Z, you already derived the $\sum_{n=1}^{\infty}\left(H_{n}^{(2)}\right)^{2}y^{n}$ part.

So, we need:

$$\frac{\pi^{4}}{36}\sum_{n=1}^{\infty}y^{n}-\frac{\pi^{2}}{3}\sum_{n=1}^{\infty}H_{n}^{(2)}y^{n}$$

$$=\frac{\pi^{4}y}{36(1-y)}-\frac{\pi^{2}}{3}\left(\frac{-2Li_{2}\left(\frac{y}{y-1}\right)}{1-y}\right)$$To instead obtain:

$$\sum_{n=1}^{\infty}\left(\psi_{1}(n)\right)^{2}y^{n}$$ as originally posted, one may use

$$\psi_{1}(n)=\zeta(2)-H_{n-1}^{(2)}=\zeta(2)-\left(H_{n}^{(2)}-\frac{1}{n^{2}}\right)$$

Then, proceed as before.

 

[fredoniahead]

Hey Z:

Here is another perhaps we can find a gen. func for. I feel I should already have this one.

$$\sum_{n=1}^{\infty}(H_{n})^{3}y^{n}$$

I derived several fun sums by successive diffing of the digamma.

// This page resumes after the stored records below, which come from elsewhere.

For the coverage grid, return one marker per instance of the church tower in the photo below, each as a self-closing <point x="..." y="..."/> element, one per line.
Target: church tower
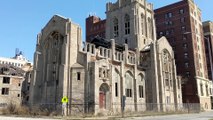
<point x="130" y="22"/>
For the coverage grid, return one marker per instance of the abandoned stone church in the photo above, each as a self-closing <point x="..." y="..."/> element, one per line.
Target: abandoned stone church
<point x="128" y="66"/>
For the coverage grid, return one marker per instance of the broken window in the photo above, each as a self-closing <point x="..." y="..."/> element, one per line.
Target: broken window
<point x="5" y="91"/>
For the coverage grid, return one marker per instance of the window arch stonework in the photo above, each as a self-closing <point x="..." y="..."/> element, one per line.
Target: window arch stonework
<point x="167" y="68"/>
<point x="127" y="24"/>
<point x="115" y="27"/>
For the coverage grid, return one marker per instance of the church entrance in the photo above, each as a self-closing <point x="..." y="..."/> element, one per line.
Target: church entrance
<point x="104" y="97"/>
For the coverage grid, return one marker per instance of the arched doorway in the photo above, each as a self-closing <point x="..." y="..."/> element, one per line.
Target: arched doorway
<point x="104" y="97"/>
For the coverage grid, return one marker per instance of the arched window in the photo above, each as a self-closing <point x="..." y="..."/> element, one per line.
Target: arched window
<point x="115" y="28"/>
<point x="128" y="84"/>
<point x="127" y="24"/>
<point x="117" y="82"/>
<point x="141" y="86"/>
<point x="150" y="28"/>
<point x="167" y="72"/>
<point x="142" y="24"/>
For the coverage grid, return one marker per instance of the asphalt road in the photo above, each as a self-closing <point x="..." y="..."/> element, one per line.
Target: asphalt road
<point x="200" y="116"/>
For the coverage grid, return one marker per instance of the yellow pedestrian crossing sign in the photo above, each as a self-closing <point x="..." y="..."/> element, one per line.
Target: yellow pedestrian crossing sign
<point x="64" y="99"/>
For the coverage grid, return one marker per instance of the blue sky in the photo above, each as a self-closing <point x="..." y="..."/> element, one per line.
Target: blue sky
<point x="22" y="20"/>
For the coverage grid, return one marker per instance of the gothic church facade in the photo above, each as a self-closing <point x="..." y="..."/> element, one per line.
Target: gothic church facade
<point x="97" y="76"/>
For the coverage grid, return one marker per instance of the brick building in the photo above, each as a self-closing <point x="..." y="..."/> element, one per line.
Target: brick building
<point x="11" y="79"/>
<point x="130" y="63"/>
<point x="94" y="26"/>
<point x="208" y="38"/>
<point x="181" y="24"/>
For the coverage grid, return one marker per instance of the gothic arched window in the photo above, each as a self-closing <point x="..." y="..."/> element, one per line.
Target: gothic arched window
<point x="127" y="24"/>
<point x="150" y="28"/>
<point x="142" y="24"/>
<point x="128" y="84"/>
<point x="167" y="68"/>
<point x="115" y="27"/>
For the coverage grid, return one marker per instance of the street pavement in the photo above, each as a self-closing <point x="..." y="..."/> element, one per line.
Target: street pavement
<point x="201" y="116"/>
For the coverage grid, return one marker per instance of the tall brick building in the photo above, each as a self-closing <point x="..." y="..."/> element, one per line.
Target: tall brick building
<point x="208" y="34"/>
<point x="94" y="26"/>
<point x="181" y="24"/>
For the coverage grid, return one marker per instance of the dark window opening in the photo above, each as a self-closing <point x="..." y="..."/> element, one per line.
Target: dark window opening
<point x="116" y="89"/>
<point x="140" y="91"/>
<point x="6" y="80"/>
<point x="128" y="92"/>
<point x="126" y="41"/>
<point x="5" y="91"/>
<point x="78" y="76"/>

If we note: $$G(x)=\frac{\Gamma(x)n!}{\Gamma(n+x+1)}$$

and $$P(x)=\psi(x)-\psi(x+n+1)$$

then, $$G'(x)=G(x)P(x), \;\ G''(x)=G(x)P^{2}(x)+G(x)P'(x), \;\ P^{(m)}(1)=(-1)^{m}m!H_{n+1}^{m+1}$$

$$\psi^{(m)}(1)=(-1)^{m+1}m!\zeta(m+1)$$

this finally leads to, for instance,

$$24\zeta(5)=2\sum_{n=1}^{\infty}\frac{H_{n}^{(3)}}{n^{2}}+3\sum_{n=1}^{\infty}\frac{H_{n}^{(2)}H_{n}}{n^{2}}+\sum_{n=1}^{\infty}\frac{\left[H_{n}\right]^{3}}{n^{2}}$$As an aside, there is also Morley's identity. Playing around (say, diffing w.r.t 'a' ) with this can lead to other fun sums and so forth:

$$\sum_{n=1}^{\infty}\left[\frac{\Gamma(a+n)}{n!\Gamma(a)}\right]^{3}=\cos\left(\frac{\pi a}{2}\right)\cdot \frac{\Gamma\left (1-\frac{3a}{2}\right)}{\Gamma^{3}\left (1-\frac{a}{2}\right)}-1$$$$

 

[alyafey22]

\
If we note: $$G(x)=\frac{\Gamma(x)n!}{\Gamma(n+x+1)}$$

and $$P(x)=\psi(x)-\psi(x+n+1)$$

then, $$G'(x)=G(x)P(x), \;\ G''(x)=G(x)P^{2}(x)+G(x)P'(x), \;\ P^{(m)}(1)=(-1)^{m}m!H_{n+1}^{m+1}$$

$$\psi^{(m)}(1)=(-1)^{m+1}m!\zeta(m+1)$$

this finally leads to, for instance,

$$24\zeta(5)=2\sum_{n=1}^{\infty}\frac{H_{n}^{(3)}}{n^{2}}+3\sum_{n=1}^{\infty}\frac{H_{n}^{(2)}H_{n}}{n^{2}}+\sum_{n=1}^{\infty}\frac{\left[H_{n}\right]^{3}}{n^{2}}$$

Wow C, nice procedure to find high order Euler sums.

 

[fredoniahead]

Here is another to consider, Z. This converges to $2\zeta(3)-\zeta(2)$

$$\sum_{n=1}^{\infty}H_{n}\left(\zeta(3)-H_{n}^{(3)}\right)=-1/2\sum_{n=1}^{\infty}H_{n}\psi^{(2)}(n+1)$$

 

[alyafey22]

Here is another to consider, Z. This converges to $2\zeta(3)-\zeta(2)$

$$\sum_{n=1}^{\infty}H_{n}\left(\zeta(3)-H_{n}^{(3)}\right)=-1/2\sum_{n=1}^{\infty}H_{n}\psi^{(2)}(n+1)$$

Hey C , I am busy with exams. I will take a look at the new stuff after I finish.

 

[fredoniahead]

Hey Z man:). Here is two other interesting Euler-like sums that do converge. What are your thoughts on finding a closed form?.
$$\sum_{n=1}^{\infty}\left[-(H_{n}^{(2)})^{3}+\frac{\pi^{2}}{2}(H_{n}^{(2)})^{2}-\frac{\pi^{4}}{12}H_{n}^{(2)}+\frac{\pi^{6}}{216}\right]...[1]$$

and/or

$$\sum_{n=1}^{\infty}\frac{\left(2(H_{n}^{(2)})^{2}-\frac{2\pi^{2}}{3}H_{n}^{(2)}+\frac{\pi^{4}}{18}\right)}{n+1}...[2]$$

both of these have closed forms in terms of zeta values...I am pretty sure.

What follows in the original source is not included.